I'm sorry,
@KariannNor, you've just lost me. I think your hand-wringing is over the top here, and you have now stepped past the point where any useful outrage is going to be generated to change other's behaviours. Not that I expect that most people here who read your post are likely to need their behaviour changed in this regard.
I cannot tell what is on top of the can, and I'm not sure that knowing would make much difference. Your initial suggestion that it is disgusting I can understand. And it is disrespectful of the environment and one's fellow walkers and locals to litter in this way. But a concrete majone is not some ancient stone. It is a block of concrete, occasionally with the metal markers left intact, some installed just a few years ago, by the Xunta in Galicia. It deserves respect, not as some sacred object, but for the practical waymarking of a camino route that informs all of us who walk past it that we are on the path, and where we should go next.
I think you can expect any argument based on attaching any more significance than that to be ridiculed, which will completely detract from any useful reminder that anyone might need that littering, whether it be discarded food and drink containers or our own excreta, is to be avoided personally, and discouraged in others.
Note that a post suggesting that a majone is an ancient stone marker has been removed. I will edit this post again in due course, but I do think that anything that distracts from the underlying message is unhelpful.

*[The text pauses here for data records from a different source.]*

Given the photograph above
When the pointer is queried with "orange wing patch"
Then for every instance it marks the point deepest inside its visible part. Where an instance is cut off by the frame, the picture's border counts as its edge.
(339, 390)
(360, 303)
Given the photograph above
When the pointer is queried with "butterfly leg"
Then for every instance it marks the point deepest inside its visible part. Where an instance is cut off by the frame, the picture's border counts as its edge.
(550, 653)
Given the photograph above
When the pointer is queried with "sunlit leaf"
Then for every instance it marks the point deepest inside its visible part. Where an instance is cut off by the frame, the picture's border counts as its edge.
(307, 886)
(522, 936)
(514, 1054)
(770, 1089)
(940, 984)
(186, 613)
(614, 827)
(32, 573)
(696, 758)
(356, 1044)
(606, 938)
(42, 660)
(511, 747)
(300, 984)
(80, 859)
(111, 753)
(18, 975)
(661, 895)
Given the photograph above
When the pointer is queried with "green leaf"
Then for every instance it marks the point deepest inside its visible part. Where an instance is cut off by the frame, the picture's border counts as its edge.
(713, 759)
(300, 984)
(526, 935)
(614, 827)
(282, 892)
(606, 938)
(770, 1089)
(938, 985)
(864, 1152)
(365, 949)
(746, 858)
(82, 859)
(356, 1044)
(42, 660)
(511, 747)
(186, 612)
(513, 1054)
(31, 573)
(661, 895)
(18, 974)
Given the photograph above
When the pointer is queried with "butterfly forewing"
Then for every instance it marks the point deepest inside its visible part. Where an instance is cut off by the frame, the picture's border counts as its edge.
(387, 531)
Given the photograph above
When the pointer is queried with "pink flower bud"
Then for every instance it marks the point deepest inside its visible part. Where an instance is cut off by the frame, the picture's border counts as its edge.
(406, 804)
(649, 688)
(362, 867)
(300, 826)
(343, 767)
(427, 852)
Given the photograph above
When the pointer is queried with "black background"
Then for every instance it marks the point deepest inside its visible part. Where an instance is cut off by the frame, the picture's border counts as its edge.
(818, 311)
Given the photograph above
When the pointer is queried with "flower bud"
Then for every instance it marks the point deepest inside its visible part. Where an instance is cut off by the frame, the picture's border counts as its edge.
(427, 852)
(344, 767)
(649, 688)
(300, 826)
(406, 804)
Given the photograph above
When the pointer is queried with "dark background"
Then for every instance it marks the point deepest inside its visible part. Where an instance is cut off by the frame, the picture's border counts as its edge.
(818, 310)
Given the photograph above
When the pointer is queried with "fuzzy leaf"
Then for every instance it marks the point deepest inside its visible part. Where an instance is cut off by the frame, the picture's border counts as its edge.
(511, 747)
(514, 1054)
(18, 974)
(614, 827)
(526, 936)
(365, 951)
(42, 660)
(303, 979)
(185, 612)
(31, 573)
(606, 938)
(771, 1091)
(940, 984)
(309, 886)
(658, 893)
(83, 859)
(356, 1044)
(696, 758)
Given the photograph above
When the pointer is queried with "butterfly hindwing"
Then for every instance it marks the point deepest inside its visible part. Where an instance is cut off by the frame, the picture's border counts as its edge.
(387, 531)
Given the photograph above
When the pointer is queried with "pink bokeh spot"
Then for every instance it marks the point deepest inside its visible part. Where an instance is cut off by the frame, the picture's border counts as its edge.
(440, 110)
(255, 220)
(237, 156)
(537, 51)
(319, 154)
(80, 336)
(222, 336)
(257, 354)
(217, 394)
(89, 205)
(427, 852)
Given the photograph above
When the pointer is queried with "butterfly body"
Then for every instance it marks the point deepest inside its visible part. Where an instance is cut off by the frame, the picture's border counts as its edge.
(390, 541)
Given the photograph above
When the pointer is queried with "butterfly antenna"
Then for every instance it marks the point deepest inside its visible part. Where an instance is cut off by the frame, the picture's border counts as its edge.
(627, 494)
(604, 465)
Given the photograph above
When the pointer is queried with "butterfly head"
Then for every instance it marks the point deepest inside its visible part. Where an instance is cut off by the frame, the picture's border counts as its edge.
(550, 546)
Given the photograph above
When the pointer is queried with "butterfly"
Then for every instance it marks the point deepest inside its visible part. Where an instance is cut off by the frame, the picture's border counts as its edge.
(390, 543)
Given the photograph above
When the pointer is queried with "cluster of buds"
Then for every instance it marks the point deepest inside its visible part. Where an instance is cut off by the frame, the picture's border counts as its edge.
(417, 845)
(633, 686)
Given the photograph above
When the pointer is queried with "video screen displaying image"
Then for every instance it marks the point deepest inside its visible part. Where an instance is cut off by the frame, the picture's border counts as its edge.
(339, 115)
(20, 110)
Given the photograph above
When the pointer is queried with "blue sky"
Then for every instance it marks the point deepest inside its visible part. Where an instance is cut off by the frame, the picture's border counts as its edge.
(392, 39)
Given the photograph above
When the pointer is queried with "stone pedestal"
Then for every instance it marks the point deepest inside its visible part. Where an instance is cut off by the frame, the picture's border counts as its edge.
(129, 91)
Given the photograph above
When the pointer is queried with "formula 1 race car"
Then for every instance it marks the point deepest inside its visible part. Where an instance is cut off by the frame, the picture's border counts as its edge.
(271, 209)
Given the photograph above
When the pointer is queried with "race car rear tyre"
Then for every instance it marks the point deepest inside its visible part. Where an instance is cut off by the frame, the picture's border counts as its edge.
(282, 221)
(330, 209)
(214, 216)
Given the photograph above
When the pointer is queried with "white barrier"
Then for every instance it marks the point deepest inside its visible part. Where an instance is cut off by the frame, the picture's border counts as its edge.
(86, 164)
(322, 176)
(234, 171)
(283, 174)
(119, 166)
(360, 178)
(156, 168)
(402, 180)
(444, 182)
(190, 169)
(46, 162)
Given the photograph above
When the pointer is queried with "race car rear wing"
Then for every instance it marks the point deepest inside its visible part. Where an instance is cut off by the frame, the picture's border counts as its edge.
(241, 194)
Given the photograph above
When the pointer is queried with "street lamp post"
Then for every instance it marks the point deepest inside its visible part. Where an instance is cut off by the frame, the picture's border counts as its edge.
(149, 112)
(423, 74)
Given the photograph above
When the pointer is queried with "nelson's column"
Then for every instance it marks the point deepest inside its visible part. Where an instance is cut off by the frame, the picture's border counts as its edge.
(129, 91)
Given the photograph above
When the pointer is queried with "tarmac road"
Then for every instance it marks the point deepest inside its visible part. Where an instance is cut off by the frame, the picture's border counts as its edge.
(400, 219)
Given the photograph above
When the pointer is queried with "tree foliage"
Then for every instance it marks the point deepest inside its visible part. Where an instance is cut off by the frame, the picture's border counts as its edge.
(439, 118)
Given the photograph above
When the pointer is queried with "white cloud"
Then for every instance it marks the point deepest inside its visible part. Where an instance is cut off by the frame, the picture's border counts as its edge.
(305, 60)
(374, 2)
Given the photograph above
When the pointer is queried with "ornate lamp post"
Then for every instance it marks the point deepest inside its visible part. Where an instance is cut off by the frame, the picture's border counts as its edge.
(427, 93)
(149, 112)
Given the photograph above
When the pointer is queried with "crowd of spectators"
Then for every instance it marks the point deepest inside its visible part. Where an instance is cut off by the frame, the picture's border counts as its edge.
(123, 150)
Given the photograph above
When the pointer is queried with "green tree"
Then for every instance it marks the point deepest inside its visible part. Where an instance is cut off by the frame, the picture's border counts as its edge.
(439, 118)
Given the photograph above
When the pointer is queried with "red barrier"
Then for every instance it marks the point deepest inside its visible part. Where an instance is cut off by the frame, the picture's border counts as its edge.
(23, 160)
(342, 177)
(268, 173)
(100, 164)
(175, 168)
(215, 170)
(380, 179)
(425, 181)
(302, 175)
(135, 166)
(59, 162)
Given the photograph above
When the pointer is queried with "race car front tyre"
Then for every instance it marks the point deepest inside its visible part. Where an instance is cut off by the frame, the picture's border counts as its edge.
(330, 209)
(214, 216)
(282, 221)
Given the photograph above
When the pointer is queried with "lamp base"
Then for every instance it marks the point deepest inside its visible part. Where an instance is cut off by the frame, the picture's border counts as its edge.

I am also sure that there are many, if not all, of us, who see useful practices in our own countries that have made some, if not substantial, differences to the amount of litter in our built and natural environments. Maintaining the personal disciplines associated with these - leave no trace, packing out our trash, minimising our use of plastics, etc, etc, is a good thing, and it should be encouraged. We don't need a change in Spanish law to do that.